CRISPR-Cas is a tool that allows scientists to make targeted changes to an organism's DNA. This tool consists of two parts. The first is a microscopic substance called a nuclease Cas protein (e.g., Cas9) that can cleave DNA. The second is an RNA molecule (also called guide RNA or gRNA) that determines where these edits are made. By studying the biology and chemistry of how CRISPR-Cas functions, scientists can predict and design where DNA modifications will occur. However, these predictions often fail because there is large variation in genome structure and composition among different organisms (for example, in humans versus bacteria). This limits how scientists can use the CRISPR-Cas tool. To address this problem, researchers used quantum mechanics to molecules to better understand how molecules interact.
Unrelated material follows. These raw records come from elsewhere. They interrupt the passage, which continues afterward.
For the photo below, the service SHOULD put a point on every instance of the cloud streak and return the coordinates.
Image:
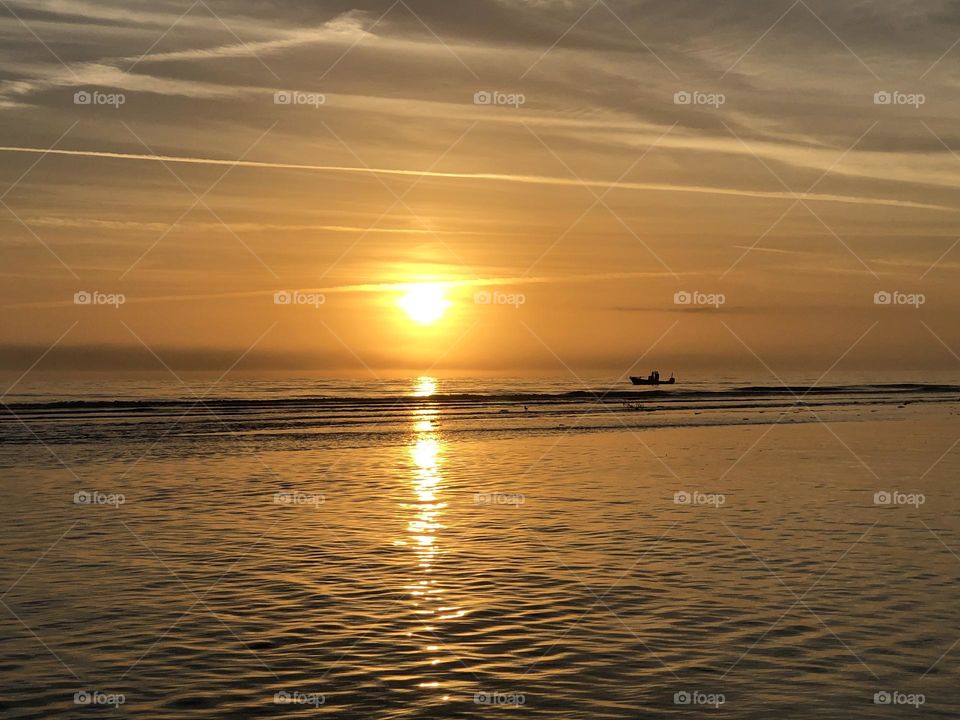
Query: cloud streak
(489, 177)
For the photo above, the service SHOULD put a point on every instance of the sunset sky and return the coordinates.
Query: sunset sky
(579, 208)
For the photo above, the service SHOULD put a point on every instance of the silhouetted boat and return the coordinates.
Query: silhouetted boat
(652, 379)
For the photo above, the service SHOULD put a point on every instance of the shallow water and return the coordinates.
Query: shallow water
(449, 568)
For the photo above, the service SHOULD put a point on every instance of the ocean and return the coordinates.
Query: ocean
(435, 548)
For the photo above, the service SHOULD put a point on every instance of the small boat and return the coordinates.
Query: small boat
(652, 379)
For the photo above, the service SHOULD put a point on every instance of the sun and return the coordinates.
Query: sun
(424, 303)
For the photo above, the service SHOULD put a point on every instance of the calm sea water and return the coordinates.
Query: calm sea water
(448, 549)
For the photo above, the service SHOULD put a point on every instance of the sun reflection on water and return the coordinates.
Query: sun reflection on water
(425, 386)
(423, 514)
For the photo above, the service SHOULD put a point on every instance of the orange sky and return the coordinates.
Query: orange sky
(582, 208)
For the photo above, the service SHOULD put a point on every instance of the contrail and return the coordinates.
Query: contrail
(494, 177)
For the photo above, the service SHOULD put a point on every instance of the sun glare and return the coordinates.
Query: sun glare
(424, 303)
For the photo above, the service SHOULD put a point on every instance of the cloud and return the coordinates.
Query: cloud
(490, 177)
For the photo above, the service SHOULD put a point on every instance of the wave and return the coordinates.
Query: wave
(597, 395)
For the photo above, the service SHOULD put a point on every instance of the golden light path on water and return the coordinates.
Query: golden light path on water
(423, 514)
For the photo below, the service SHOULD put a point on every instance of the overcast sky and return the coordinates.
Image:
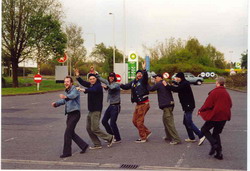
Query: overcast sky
(222, 23)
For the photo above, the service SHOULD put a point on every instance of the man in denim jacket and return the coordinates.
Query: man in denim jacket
(71, 100)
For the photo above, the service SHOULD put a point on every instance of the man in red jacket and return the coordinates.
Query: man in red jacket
(216, 111)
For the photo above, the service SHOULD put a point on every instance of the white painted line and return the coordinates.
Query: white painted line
(110, 165)
(60, 163)
(82, 164)
(10, 139)
(35, 103)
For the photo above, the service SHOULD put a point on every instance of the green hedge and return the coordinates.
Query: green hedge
(237, 80)
(196, 69)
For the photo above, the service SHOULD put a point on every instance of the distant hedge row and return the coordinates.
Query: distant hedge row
(196, 69)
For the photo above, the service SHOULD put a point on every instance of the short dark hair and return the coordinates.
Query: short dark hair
(71, 79)
(221, 81)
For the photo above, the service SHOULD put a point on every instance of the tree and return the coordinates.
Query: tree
(15, 17)
(103, 54)
(75, 49)
(244, 60)
(46, 37)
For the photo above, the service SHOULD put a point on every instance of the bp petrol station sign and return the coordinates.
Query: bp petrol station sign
(132, 65)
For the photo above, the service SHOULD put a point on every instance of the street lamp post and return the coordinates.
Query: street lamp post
(113, 40)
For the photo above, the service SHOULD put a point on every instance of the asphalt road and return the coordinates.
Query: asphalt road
(32, 137)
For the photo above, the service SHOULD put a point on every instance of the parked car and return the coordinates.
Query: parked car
(191, 78)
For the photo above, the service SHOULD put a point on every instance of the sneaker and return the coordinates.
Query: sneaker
(202, 139)
(65, 155)
(189, 140)
(84, 150)
(173, 143)
(149, 135)
(117, 142)
(95, 147)
(140, 141)
(111, 141)
(166, 138)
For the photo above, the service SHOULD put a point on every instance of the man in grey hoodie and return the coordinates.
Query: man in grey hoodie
(166, 103)
(114, 108)
(71, 100)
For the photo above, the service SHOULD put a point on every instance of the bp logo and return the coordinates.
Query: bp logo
(133, 56)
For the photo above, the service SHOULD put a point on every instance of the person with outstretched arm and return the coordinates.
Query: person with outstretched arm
(187, 101)
(216, 111)
(114, 108)
(139, 95)
(166, 103)
(95, 105)
(71, 100)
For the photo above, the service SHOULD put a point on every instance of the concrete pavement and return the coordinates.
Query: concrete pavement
(32, 137)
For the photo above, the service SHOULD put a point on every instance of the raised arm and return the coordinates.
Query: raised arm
(126, 86)
(83, 82)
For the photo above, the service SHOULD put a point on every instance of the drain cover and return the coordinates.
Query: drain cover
(129, 166)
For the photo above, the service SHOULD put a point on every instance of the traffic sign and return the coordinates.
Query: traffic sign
(166, 75)
(118, 77)
(132, 57)
(62, 59)
(207, 74)
(212, 74)
(38, 78)
(203, 74)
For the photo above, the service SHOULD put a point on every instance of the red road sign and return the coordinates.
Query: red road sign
(37, 78)
(165, 75)
(62, 59)
(119, 78)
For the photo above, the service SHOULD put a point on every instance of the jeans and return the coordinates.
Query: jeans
(190, 126)
(215, 137)
(93, 129)
(69, 135)
(168, 122)
(138, 119)
(112, 114)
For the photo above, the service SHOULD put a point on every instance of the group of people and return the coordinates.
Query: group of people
(215, 111)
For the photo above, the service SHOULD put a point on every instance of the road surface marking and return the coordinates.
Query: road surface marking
(83, 164)
(10, 139)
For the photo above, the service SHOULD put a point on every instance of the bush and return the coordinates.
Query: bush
(26, 71)
(47, 69)
(193, 68)
(237, 80)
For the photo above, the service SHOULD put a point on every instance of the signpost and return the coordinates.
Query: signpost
(166, 75)
(119, 78)
(38, 79)
(62, 59)
(132, 65)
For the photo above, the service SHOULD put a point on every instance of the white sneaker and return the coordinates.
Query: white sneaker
(149, 135)
(111, 141)
(116, 142)
(95, 147)
(140, 141)
(201, 140)
(189, 140)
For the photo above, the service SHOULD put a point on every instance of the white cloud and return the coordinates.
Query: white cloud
(223, 23)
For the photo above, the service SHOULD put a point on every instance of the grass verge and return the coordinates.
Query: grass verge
(45, 86)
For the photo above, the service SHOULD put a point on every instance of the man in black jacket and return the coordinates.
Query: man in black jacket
(139, 95)
(95, 104)
(188, 104)
(166, 103)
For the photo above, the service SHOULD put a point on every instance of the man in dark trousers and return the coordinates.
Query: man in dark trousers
(95, 104)
(216, 111)
(139, 95)
(71, 100)
(166, 103)
(186, 97)
(112, 112)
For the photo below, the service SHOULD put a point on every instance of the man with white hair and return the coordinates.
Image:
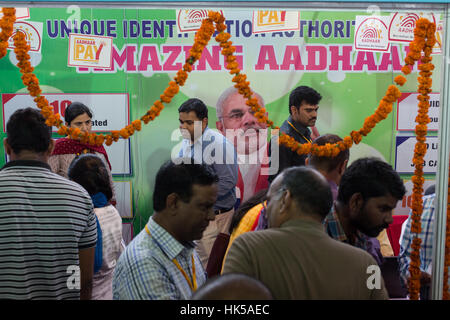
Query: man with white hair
(239, 125)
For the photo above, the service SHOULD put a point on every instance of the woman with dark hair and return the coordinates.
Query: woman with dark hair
(77, 115)
(90, 172)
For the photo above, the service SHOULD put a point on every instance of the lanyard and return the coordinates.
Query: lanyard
(309, 140)
(193, 283)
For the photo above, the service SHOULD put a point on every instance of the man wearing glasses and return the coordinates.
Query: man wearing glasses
(303, 108)
(295, 258)
(240, 126)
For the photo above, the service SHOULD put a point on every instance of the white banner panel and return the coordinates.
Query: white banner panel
(127, 232)
(404, 206)
(119, 157)
(124, 198)
(402, 24)
(21, 13)
(371, 33)
(407, 111)
(404, 152)
(32, 32)
(110, 111)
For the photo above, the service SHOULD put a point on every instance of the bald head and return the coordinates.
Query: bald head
(233, 286)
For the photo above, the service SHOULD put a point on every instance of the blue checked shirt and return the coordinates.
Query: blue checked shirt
(426, 235)
(145, 270)
(224, 163)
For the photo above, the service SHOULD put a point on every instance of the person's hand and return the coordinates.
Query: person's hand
(425, 278)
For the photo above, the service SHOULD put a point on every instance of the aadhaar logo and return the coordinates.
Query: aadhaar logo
(371, 34)
(408, 22)
(90, 51)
This improved the accuracy of predicting where CRISPR-Cas genome engineering might occur.

The Impact

This study used an approach called explainable-artificial intelligence (XAI) to identify new biological features. It aimed at understanding the design of guide RNA design and the association of guide RNA with CRISPR-based genome edits. This could improve scientists' ability to efficiently predict where genomic targets will occur in a genome.
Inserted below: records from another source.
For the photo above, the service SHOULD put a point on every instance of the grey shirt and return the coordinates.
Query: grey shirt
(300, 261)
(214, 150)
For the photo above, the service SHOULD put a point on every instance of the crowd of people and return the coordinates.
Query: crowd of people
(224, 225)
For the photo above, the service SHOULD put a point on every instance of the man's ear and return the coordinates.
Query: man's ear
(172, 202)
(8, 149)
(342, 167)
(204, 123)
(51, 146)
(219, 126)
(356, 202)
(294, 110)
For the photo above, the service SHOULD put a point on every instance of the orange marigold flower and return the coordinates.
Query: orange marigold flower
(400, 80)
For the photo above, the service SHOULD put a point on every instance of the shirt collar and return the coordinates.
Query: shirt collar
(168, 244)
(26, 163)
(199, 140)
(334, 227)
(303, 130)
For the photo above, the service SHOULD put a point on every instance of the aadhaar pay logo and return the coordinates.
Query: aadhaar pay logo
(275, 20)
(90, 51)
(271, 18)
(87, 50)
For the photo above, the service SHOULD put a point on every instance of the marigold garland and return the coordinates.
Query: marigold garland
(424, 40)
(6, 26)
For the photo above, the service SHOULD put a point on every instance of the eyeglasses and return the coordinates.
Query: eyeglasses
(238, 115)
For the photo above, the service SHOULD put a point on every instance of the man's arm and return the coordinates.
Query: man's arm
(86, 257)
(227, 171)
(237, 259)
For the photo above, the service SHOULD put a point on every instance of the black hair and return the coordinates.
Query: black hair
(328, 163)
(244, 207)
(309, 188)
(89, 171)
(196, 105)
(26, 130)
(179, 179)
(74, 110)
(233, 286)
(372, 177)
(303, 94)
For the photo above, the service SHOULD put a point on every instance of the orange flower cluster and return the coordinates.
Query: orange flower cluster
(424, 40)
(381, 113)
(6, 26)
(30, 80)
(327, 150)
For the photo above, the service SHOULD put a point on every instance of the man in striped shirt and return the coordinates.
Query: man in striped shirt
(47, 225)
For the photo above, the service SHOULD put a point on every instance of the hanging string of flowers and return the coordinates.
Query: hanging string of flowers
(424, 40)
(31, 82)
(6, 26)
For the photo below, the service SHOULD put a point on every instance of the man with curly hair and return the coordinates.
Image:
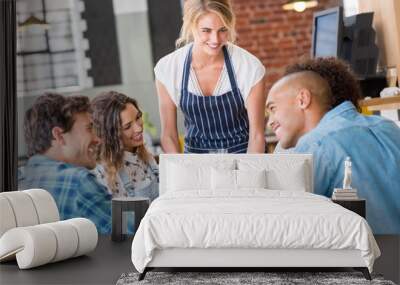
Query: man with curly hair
(61, 146)
(313, 109)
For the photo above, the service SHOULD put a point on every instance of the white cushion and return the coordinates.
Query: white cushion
(223, 179)
(45, 205)
(189, 176)
(285, 174)
(7, 215)
(251, 178)
(37, 245)
(23, 208)
(293, 180)
(34, 244)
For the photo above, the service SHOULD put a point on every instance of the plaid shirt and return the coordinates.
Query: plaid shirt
(75, 190)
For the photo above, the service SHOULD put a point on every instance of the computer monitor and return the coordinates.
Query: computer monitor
(327, 32)
(349, 38)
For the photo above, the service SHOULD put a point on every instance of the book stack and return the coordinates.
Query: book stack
(344, 194)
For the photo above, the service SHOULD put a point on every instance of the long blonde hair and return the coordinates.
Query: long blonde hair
(193, 9)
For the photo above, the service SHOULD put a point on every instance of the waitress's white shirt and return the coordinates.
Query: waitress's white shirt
(248, 71)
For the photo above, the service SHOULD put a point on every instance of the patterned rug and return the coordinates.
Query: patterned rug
(269, 278)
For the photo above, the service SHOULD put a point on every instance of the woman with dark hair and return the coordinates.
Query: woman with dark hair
(125, 166)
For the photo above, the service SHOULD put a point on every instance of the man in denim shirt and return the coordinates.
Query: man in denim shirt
(313, 110)
(61, 146)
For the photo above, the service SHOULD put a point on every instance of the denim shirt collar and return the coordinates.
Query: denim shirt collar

Scientists rely on models to predict where CRISPR-Cas tools act on an organism's genome. The performance of these models is critically important because these modifications are irreversible. This study by scientists at Oak Ridge National Laboratory and the University of Tennessee, Knoxville aimed to improve the reliability of these tools by using explainable-artificial intelligence to uncover new relationships between the guide RNA, an organism's DNA, and the activity of CRISPR-based tools. The researchers used publicly accessible datasets to train an explainable artificial intelligence model called iterative Random Forest to predict how efficiently CRISPR-Cas9 can edit specific DNA sequences with a specific guide RNA. Using this approach, the researchers discovered that quantum chemical features had the most significant effect on predicting guide RNA efficiency in both H. sapiens and E. coli. Moreover, the researchers found that the importance of different quantum chemical properties or locations of interest varied with each species. This research underscores the importance of future research in this field to improve the safety and reliability of CRISPR-Cas tools in non-model organisms.


The research was supported by the Secure Ecosystem Engineering and Design project funded by the Genomic Science Program of the Department of Energy Office of Science, Office of Biological and Environmental Research program as part of the Secure Biosystems Design Science Focus Area. One of the researchers was supported by the Center for Bioenergy Innovation, a Department of Energy research center.